On Fri, Jun 03, 2016 at 09:34:00AM -0700, Junio C Hamano wrote:
> Thomas Braun <[email protected]> writes:
>
> >>> + if [ -n "$(__git_find_on_cmdline "--ignored")" ]; then
> >>
> >> Same question as the "--untracked-files=no vs -uno" applies here.
> >
> > Is there a short version of --ignored? I could not find one in the help,
> > and from a look into cmd_status in commit.c I would say there is none.
>
> I was primarily wondering about the effect of parse-options have.
> It lets you truncate a long option to its unique prefix (e.g.
> "--untracked-files=all" can be spelled as "--unt=all"). It seems
> that "--ignored" must be spelled in full, which means the use of
> find-on-cmdline we see above is OK, but the reason why it is so is a
> bit subtle. It may deserve a comment there, perhaps.

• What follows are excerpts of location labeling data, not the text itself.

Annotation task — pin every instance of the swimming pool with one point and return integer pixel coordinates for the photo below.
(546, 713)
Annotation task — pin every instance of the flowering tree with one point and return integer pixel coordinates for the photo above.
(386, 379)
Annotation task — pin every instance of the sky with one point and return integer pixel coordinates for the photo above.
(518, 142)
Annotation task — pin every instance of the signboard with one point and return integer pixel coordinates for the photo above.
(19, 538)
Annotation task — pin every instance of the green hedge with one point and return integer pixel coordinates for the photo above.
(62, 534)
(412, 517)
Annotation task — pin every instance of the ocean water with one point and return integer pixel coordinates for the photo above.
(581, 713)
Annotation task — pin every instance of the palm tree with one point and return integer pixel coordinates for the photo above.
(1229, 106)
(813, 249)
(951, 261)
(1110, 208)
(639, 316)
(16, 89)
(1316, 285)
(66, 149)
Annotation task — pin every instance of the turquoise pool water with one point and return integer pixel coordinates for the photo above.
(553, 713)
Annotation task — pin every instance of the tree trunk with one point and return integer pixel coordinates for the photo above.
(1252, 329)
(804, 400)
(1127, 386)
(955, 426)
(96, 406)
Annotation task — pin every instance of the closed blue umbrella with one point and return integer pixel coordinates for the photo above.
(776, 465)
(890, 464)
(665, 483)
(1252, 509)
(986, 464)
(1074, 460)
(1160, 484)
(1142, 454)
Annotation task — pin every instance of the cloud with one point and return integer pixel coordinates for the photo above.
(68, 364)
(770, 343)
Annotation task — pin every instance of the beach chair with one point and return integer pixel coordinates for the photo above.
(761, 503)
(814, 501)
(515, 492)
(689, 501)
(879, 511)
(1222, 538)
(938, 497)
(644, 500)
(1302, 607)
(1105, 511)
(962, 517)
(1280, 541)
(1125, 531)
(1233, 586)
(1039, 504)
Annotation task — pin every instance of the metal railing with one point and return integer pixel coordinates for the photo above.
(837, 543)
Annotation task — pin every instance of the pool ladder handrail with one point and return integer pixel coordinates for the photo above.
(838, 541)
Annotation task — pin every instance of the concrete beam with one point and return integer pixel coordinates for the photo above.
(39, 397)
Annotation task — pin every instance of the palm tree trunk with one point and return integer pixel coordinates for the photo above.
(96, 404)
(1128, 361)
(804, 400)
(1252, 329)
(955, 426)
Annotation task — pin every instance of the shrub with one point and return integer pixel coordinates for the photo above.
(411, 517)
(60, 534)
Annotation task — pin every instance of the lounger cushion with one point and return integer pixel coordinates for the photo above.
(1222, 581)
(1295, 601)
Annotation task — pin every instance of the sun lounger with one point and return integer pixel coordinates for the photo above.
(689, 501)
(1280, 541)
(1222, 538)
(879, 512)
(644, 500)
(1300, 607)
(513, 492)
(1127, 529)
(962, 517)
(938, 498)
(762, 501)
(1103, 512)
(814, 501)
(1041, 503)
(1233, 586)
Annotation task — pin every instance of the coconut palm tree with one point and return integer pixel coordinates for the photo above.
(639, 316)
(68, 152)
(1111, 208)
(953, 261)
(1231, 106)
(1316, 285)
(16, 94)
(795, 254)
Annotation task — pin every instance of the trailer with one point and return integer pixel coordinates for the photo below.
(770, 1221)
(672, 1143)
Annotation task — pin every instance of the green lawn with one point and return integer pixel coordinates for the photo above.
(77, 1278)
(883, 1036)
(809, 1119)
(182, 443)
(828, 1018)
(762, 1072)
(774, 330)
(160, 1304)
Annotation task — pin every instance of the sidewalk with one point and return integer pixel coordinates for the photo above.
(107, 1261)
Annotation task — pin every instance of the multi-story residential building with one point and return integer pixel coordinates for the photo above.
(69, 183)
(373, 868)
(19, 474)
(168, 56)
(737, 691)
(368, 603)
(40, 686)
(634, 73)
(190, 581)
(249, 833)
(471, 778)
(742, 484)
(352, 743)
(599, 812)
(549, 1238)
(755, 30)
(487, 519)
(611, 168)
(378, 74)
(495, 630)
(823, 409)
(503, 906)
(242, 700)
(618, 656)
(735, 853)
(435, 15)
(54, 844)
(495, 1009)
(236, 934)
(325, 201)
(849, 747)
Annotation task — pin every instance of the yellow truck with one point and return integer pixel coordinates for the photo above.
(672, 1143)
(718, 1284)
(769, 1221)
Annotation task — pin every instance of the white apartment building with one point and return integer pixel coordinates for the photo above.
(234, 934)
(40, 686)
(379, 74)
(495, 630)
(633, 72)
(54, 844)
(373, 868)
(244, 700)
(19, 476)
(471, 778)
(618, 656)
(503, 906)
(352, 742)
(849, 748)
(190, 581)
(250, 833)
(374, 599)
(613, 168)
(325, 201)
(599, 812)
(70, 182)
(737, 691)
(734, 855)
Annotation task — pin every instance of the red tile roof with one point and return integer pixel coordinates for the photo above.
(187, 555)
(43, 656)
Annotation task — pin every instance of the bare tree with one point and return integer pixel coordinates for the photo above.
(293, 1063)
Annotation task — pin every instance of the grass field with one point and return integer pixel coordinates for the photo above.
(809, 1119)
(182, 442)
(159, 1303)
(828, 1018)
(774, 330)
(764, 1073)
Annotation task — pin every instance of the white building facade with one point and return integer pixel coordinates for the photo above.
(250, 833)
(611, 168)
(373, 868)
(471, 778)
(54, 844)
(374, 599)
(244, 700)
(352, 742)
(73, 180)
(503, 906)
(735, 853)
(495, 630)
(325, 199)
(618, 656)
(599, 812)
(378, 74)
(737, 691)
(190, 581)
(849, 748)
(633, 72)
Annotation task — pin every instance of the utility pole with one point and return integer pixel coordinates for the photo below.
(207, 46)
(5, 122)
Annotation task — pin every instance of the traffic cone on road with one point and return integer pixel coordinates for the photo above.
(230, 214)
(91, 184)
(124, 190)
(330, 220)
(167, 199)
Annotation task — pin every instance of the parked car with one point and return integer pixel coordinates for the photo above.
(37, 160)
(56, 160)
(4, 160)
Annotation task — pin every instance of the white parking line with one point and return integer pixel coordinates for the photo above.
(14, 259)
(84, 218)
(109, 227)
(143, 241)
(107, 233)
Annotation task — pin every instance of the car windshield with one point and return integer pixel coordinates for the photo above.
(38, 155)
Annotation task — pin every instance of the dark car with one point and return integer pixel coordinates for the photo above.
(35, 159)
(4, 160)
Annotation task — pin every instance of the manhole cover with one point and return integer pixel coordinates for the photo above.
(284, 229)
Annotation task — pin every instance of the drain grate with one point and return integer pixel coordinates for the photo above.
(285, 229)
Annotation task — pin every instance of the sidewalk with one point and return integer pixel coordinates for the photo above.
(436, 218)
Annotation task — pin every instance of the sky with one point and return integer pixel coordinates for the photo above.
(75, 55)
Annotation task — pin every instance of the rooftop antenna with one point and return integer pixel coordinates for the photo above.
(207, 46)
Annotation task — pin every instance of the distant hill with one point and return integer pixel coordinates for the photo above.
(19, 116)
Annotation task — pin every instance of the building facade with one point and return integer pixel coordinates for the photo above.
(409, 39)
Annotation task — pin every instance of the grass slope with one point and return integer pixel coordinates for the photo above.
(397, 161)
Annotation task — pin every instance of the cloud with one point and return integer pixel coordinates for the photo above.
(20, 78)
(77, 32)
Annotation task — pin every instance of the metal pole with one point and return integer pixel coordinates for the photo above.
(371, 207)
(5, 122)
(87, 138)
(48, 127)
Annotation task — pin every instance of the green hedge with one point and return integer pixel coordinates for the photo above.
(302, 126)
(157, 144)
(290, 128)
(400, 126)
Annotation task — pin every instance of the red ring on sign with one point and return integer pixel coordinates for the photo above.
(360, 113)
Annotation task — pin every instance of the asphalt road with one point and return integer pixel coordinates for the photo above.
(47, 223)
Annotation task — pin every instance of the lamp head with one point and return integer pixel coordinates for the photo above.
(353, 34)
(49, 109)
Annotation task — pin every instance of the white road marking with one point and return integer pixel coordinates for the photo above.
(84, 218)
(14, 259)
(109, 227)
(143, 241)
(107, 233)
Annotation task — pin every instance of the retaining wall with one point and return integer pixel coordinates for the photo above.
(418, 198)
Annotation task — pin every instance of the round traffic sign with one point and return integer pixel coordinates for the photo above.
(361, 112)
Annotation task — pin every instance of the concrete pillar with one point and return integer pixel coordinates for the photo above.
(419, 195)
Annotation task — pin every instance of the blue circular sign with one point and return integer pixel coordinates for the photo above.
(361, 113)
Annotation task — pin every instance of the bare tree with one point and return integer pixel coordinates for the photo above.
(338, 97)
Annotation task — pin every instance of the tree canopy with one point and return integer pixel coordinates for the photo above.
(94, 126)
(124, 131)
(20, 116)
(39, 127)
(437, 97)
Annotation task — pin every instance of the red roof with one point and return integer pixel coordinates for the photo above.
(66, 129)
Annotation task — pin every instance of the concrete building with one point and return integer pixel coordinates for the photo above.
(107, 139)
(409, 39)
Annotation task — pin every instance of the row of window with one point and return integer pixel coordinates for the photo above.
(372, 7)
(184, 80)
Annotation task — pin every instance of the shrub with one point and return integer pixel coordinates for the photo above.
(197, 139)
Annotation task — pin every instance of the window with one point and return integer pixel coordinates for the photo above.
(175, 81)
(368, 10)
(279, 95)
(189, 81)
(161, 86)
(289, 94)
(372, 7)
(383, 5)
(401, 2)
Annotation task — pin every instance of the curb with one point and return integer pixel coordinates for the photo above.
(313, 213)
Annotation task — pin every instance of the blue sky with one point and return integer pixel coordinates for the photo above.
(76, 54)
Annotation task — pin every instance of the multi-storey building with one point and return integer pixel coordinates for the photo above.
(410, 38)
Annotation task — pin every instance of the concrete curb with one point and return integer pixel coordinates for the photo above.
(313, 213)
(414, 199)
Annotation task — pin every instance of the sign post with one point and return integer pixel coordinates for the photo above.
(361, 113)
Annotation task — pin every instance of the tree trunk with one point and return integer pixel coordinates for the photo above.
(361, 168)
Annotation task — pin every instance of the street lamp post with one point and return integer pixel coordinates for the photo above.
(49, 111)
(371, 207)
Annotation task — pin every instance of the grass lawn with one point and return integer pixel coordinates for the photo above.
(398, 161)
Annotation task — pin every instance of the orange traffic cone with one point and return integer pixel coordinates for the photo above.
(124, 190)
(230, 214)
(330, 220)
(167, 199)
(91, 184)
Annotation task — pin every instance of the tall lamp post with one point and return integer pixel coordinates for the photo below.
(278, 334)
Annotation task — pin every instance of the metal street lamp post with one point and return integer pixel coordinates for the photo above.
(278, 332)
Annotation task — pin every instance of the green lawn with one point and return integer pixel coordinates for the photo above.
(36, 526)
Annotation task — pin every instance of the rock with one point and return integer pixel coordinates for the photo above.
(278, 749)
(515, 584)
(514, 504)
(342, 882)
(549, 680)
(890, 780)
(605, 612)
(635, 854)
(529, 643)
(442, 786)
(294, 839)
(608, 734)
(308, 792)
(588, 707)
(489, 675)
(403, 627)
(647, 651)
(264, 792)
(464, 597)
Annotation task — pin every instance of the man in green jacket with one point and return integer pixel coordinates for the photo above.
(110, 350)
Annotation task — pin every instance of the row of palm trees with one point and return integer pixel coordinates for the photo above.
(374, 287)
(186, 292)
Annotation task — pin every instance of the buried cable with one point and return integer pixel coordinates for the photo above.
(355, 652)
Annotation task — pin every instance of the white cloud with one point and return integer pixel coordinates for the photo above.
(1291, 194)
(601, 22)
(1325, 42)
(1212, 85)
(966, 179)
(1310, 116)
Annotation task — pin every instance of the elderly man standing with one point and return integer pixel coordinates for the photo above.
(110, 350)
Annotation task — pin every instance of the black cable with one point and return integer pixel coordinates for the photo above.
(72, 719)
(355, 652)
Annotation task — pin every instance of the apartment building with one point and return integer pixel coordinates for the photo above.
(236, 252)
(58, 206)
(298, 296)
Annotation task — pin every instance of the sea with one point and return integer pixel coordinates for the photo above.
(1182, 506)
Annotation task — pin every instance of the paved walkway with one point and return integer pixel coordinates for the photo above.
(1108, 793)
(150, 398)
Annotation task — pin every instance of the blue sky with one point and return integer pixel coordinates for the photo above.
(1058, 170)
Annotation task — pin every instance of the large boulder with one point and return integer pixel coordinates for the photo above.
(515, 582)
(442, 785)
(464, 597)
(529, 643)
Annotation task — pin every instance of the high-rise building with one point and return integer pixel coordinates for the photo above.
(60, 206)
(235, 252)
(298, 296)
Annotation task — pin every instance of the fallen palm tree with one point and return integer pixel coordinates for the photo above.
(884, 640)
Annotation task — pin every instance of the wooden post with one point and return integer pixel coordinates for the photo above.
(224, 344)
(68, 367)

I don't think we handle arguments to unique-prefix options throughout
the completion. There's lots of:
case "${words[c]}" in
--foo) ...
--bar) ...
--etc) ...
I suspect trying to support them everywhere would be a moderate pain,
and I doubt it is all that useful. We already know the person is using
tab-completion, so the natural thing to do after typing "--unt" is to
hit "<Tab>" rather than "=". That gives you the same effect, with the
added feedback that you're using a recognized action.
I know not everybody will the "natural thing" I claim, and if it were
easy to support everywhere, I don't mind doing it. But I suspect
(without thinking very hard on it) that it would make those case
statements a bit harder to read and maintain.